Lucius drängte sich zu den Centurionen der 3. Kohorte durch. Kaum in Vetera angekommen hatte Gaius Furnius, der Legat, alle Centurionen zusammengerufen. Ein ungewöhnlicher Vorgang. Entsprechend neugierig sahen sie auf die Gruppe Männer, die den Legaten begleiteten. Furnius trug seine Senatorentunika, eine weiße Tunika mit breiten roten Streifen. Normalerweise trugen die Legate eine Militärtunika, wenn sie mit ihren Soldaten sprachen. Vielleicht trug er sie aber wegen dem zwanzigjährigen Schnösel, der alle Blicke auf sich zog. Der trug nämlich eine Toga. Eine Toga! In einem Militärlager! Unter den übrigen Männern befanden sich einige, denen man auf zwanzig Meilen ansah, dass sie Griechen waren. Wer sonst trug so eigentümliche Frisuren oder sogar einen Bart?
„Und? Was verkündet Titus Famus?“, fragte Lucius in die Runde.

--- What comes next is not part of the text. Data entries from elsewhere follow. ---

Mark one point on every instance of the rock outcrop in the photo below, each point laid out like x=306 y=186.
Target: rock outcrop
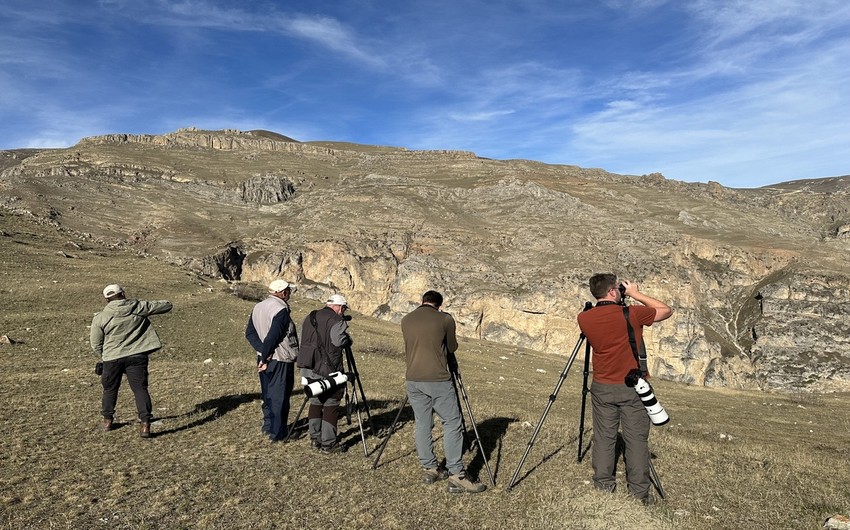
x=758 y=278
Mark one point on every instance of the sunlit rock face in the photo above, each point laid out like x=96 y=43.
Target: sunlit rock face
x=758 y=278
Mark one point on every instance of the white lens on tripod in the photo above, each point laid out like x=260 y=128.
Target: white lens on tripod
x=657 y=414
x=334 y=380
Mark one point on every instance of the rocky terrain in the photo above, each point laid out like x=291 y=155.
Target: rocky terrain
x=758 y=277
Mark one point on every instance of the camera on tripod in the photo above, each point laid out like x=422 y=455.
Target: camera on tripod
x=657 y=414
x=334 y=380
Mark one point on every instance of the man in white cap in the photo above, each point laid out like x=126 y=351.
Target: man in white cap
x=122 y=336
x=325 y=337
x=273 y=335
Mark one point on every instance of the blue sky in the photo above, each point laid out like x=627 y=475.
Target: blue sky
x=745 y=93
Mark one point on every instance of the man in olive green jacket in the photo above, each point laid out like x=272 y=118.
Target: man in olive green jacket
x=122 y=336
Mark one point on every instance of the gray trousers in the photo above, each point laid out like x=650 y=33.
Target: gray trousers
x=323 y=413
x=618 y=406
x=426 y=398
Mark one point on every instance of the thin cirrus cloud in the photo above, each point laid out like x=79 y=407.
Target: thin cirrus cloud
x=745 y=93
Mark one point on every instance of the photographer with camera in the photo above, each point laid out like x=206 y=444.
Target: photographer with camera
x=123 y=338
x=615 y=404
x=324 y=337
x=430 y=343
x=273 y=335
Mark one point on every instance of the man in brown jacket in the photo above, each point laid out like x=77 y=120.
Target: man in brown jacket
x=430 y=343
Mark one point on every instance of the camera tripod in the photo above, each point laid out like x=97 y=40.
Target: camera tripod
x=352 y=402
x=656 y=482
x=457 y=383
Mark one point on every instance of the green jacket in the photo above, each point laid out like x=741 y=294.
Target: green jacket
x=123 y=329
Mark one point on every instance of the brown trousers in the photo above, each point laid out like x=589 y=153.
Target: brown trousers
x=619 y=407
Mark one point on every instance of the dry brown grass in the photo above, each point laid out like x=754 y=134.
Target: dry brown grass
x=727 y=459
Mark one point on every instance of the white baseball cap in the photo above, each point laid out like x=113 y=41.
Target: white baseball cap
x=112 y=290
x=280 y=285
x=337 y=299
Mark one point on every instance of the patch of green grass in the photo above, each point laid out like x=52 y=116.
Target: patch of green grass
x=727 y=459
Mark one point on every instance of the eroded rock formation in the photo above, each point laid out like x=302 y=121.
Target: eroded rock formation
x=758 y=278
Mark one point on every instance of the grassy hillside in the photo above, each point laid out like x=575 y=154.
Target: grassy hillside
x=726 y=460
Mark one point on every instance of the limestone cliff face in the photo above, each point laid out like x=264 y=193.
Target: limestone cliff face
x=758 y=278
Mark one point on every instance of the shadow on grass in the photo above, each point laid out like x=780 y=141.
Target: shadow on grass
x=491 y=433
x=549 y=456
x=210 y=410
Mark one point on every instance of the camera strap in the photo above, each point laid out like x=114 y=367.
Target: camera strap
x=641 y=359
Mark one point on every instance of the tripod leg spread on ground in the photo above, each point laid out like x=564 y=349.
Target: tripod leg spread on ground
x=295 y=421
x=357 y=384
x=552 y=398
x=389 y=433
x=456 y=376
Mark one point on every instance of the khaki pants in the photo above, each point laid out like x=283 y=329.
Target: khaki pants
x=619 y=407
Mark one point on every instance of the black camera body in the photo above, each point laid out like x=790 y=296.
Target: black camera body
x=633 y=377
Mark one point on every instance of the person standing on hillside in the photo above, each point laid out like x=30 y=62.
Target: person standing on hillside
x=325 y=337
x=272 y=334
x=122 y=336
x=430 y=344
x=614 y=404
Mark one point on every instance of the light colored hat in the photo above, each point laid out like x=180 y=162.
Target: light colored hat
x=112 y=290
x=337 y=299
x=280 y=285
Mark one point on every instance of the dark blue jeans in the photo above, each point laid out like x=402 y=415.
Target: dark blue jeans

Ligarius und Secundus sahen ihn unwillig an, als ob er sie bei einer intimen Handlung störte. Mamilius brummte schlecht gelaunt vor sich hin.
Nur Cossulius antwortete: „Der junge Schönling da soll angeblich der Sohn von Taurus sein. Vielleicht sucht er Nachwuchs für seinen ludus !“
Lucius pfiff durch die Zähne. Titus Statilius Taurus war einer der Männer, denen Augustus seinen Aufstieg verdankte, und als einziger dieser Männer noch in Amt und Würden. Er betrieb die angesehenste Gladiatorenschule von Rom. Wollte er unter den zu erwartenden Gefangenen die besten für die Arena kaufen?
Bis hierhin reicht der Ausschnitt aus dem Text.